言いながらアスキが宝石に手を翳すと、ブン、と魔方陣を展開する時と同じ音がして、緑色に光る矢が現れた。数十メートル先の木の幹に狙いを付けて、光る矢を射った。矢は吸い込まれるようにストン、と音を立てて木の幹の中心に刺さる。そして輪郭が揺らめいた後、霧散した。

「おれが付けたあの傷に刺さるように、やってみて」

「はい」

石に、魔力を通して、と復唱しながら、タマキが弓を構える。ブン、という小さな音と共に現れた矢は、赤い色をしていた。

「あれ?あっくんの矢と、色が違います」

「個人差があるみたい。属性魔法使うときって、魔方陣の色も違うでしょ。あれと同じ色だから、おれは個人にも属性があるんじゃないかと思ってるけど」

「じゃあ、あっくんは風で、私は火ってことですね?なんかかっこいいです」

タマキは嬉しそうにふふ、と笑ってから、背筋を伸ばして、アスキが付けた木の傷を見た。アスキは邪魔をしないようにそっと後ろに下がる。綺麗なフォームで構えた横顔は、一瞬前までのふわふわとした大人しそうな雰囲気から一変し、凛と澄んだ集中力を纏っている。

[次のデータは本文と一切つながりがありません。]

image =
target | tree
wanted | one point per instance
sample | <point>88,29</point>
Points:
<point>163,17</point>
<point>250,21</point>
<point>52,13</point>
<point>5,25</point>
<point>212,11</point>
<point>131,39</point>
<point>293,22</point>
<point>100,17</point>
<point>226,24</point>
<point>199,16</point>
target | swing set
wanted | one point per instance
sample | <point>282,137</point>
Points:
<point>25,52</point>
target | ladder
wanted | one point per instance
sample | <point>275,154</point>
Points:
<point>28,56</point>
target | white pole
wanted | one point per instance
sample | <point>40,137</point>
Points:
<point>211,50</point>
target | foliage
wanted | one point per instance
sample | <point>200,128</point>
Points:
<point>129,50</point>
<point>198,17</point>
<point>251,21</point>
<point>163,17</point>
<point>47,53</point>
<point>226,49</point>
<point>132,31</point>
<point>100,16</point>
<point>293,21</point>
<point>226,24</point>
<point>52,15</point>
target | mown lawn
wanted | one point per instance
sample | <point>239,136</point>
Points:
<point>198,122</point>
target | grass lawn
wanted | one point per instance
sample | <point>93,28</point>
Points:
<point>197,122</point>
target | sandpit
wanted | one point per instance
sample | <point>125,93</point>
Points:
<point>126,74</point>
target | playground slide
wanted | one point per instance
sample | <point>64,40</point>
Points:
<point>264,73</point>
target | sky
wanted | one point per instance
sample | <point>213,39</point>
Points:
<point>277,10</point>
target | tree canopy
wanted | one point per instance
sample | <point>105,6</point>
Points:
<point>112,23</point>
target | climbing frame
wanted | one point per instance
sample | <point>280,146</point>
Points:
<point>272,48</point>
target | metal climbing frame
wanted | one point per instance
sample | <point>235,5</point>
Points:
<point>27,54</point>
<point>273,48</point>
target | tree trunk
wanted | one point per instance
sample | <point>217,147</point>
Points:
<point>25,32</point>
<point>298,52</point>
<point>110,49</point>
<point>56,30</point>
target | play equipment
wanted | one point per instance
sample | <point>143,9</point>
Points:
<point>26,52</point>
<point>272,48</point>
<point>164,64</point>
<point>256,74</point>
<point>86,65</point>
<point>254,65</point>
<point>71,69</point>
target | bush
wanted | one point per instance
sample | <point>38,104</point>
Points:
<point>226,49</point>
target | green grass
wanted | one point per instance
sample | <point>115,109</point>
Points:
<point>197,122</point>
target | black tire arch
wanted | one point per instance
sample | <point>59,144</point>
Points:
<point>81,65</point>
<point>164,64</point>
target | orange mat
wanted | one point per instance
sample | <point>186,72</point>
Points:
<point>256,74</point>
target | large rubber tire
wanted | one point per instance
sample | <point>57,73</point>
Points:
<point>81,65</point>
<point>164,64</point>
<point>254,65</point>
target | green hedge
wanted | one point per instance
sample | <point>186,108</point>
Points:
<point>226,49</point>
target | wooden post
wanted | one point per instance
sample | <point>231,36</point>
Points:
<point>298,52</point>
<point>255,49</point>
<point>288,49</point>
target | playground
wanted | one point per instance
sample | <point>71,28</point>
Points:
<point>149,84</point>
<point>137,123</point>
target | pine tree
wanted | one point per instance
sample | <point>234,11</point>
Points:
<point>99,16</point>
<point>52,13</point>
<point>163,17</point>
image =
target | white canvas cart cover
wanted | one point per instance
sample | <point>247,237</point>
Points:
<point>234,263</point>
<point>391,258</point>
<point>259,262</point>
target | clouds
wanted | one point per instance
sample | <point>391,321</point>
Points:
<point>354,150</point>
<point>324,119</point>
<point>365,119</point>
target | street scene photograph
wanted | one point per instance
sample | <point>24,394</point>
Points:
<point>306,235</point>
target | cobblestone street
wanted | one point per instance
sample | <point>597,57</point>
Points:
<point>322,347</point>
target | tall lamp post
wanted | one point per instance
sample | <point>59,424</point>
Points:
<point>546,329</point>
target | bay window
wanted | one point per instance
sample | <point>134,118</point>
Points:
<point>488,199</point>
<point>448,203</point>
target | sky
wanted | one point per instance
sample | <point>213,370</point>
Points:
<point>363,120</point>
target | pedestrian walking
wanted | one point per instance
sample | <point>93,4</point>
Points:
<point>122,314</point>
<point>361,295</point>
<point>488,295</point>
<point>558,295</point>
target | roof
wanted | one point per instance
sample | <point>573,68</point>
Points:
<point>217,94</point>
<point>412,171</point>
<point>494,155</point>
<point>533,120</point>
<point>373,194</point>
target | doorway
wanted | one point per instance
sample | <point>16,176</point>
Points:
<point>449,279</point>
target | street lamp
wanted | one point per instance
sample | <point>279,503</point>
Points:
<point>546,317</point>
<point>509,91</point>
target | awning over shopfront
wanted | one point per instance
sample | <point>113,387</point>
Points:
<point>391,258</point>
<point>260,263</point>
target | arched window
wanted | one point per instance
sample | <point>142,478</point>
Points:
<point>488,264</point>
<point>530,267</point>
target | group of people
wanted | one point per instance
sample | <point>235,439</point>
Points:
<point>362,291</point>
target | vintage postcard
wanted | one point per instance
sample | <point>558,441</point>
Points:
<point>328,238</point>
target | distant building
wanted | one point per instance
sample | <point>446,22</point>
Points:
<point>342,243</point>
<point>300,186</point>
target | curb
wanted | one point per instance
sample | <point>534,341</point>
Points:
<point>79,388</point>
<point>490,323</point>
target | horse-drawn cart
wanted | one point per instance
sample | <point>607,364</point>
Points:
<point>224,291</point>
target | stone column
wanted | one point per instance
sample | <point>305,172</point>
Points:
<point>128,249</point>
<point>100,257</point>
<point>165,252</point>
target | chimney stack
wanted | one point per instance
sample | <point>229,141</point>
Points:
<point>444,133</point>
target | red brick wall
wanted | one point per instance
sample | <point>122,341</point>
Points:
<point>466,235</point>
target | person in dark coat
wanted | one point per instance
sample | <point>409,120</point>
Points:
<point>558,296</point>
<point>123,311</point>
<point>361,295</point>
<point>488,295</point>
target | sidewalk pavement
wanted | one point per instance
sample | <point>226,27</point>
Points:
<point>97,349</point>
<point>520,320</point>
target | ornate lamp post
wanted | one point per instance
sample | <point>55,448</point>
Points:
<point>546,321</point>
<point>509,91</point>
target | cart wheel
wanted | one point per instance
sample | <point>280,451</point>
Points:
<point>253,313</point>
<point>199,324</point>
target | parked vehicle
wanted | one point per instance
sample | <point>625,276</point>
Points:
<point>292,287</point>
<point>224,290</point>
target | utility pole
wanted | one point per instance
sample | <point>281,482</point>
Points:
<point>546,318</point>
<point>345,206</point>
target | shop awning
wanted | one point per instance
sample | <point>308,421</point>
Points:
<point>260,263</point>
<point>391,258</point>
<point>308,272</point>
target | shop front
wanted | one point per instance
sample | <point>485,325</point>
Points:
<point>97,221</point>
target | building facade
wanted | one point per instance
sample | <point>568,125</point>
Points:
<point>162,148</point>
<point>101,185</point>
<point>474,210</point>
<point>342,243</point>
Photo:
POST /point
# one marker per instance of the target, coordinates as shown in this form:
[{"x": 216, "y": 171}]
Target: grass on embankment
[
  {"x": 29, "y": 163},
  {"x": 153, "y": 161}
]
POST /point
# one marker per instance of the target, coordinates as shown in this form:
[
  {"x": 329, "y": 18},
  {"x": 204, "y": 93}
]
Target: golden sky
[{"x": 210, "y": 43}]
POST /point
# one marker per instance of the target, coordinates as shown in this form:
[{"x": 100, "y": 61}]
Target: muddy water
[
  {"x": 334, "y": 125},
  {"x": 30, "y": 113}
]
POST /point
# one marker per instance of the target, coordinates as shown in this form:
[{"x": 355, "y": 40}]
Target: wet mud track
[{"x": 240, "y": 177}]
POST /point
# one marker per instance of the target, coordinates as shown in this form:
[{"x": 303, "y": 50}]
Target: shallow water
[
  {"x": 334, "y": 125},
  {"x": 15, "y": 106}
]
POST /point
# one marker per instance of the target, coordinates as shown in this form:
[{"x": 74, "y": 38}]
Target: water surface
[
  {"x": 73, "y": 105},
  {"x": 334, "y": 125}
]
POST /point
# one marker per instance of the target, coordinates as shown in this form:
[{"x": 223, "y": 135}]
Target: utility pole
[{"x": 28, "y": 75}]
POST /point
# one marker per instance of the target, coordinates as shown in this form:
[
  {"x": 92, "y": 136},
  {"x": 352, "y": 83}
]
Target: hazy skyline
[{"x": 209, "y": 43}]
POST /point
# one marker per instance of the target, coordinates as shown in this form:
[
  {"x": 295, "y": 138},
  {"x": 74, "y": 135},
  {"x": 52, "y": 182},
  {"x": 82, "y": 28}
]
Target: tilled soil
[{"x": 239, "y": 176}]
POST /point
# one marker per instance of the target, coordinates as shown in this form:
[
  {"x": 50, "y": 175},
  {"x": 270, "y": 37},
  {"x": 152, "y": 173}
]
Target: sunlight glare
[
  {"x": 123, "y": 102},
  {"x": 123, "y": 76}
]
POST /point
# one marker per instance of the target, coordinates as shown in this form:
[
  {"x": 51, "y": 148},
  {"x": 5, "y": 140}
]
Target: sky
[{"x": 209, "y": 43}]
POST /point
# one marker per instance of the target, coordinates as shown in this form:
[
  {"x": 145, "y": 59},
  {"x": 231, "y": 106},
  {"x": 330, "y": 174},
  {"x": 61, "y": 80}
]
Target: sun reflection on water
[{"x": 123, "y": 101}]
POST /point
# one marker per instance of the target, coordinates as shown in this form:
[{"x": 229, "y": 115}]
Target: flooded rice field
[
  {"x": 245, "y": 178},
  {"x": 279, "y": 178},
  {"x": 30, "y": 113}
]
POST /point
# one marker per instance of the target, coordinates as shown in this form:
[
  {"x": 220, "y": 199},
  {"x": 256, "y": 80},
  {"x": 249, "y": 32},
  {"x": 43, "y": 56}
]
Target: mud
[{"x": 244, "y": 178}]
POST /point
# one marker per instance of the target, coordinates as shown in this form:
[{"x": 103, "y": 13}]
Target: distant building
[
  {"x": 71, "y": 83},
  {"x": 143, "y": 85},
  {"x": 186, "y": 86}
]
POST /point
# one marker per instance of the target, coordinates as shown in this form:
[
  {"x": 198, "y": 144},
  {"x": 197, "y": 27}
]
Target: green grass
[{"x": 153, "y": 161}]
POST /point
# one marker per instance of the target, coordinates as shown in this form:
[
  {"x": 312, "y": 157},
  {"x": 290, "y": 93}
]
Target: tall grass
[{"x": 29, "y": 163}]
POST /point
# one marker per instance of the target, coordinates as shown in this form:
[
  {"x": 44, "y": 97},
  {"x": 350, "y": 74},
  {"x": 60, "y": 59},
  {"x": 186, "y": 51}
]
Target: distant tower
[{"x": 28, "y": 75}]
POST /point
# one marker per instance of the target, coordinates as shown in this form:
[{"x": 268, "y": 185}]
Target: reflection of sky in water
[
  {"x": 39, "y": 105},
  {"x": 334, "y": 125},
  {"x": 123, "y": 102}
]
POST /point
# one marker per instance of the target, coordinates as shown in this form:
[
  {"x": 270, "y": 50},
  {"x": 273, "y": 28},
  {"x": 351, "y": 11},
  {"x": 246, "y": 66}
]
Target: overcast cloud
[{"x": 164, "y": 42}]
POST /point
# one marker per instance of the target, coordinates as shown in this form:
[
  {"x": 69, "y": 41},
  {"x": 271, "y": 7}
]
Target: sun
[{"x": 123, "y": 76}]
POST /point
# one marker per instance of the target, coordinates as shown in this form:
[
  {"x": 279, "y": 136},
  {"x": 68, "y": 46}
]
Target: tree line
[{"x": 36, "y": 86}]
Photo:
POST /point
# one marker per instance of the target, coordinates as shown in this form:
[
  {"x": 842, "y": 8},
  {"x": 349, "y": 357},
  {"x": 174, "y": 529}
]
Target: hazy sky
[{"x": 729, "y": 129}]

 そして、ヒュッっと風を切る音と共に、赤い矢は傷の斜め上に刺さった。

「あれぇ、やっぱりいきなり上手くはいきませんね」

ふにゃっと表情を崩して、タマキは肩を落とした。

「いや、上手い上手い。いきなりあんな近くに当てられると思わなかった」

「本当ですか!」

「感覚さえ掴めば大丈夫そう。何回かやってみて」

「はい!」

そして何度も、同じように傷を狙って訓練し、

「あ!」

二十回ほど行っただろうか。赤い矢は、初めにアスキが付けた傷に綺麗に収まった。

「あっくん、やりました!」

タマキは満面の笑顔でアスキの元に駆け寄ってきて、ぴょんぴょんと跳ねる。そして、

「わあっ!?」

悪い足場で再び滑った。

「落ち着いて」

「はい、ごめんなさい……」

転ぶ前に受け止められて、顔を真っ赤にしながら、しょんぼりと立ち上がった。

「これなら、大丈夫かな。一本も外さなかったし」

「へ?」

アスキが改めて確認した木の幹には、初めに付けた傷から十センチほどの間に無数の傷がついていた。アスキが木に触れると傷が淡く光り、どんどん小さくなる。

「治療魔法ですか?植物にも効果があるんですね」

見る見る消えていった傷に目を丸くして、タマキはわあ、と声を上げる。

「治療、とはちょっと違うかな。元の状態に戻す魔法なんだ。やろうと思えば無機物にでも使えるよ」

「へえー!じゃあ、アゲハの羽も治りますか?……あ」

口を押さえたが時既に遅く、態度が戻りかけていたアスキはまたしてもスッと顔を背けてしまった。顔を逸らしたまま、アスキは言った。

「……もう少し歩いたら、川に出る。おれがカマキリをおびき寄せるから、タマキはしっかり狙撃して。焦らなくていい」

「わかりました、頑張ります」

何も知らないまま、挽回しなくてはと気合を入れたタマキを見て、アスキは片眉を下げて複雑な顔をし、無言で歩き出した。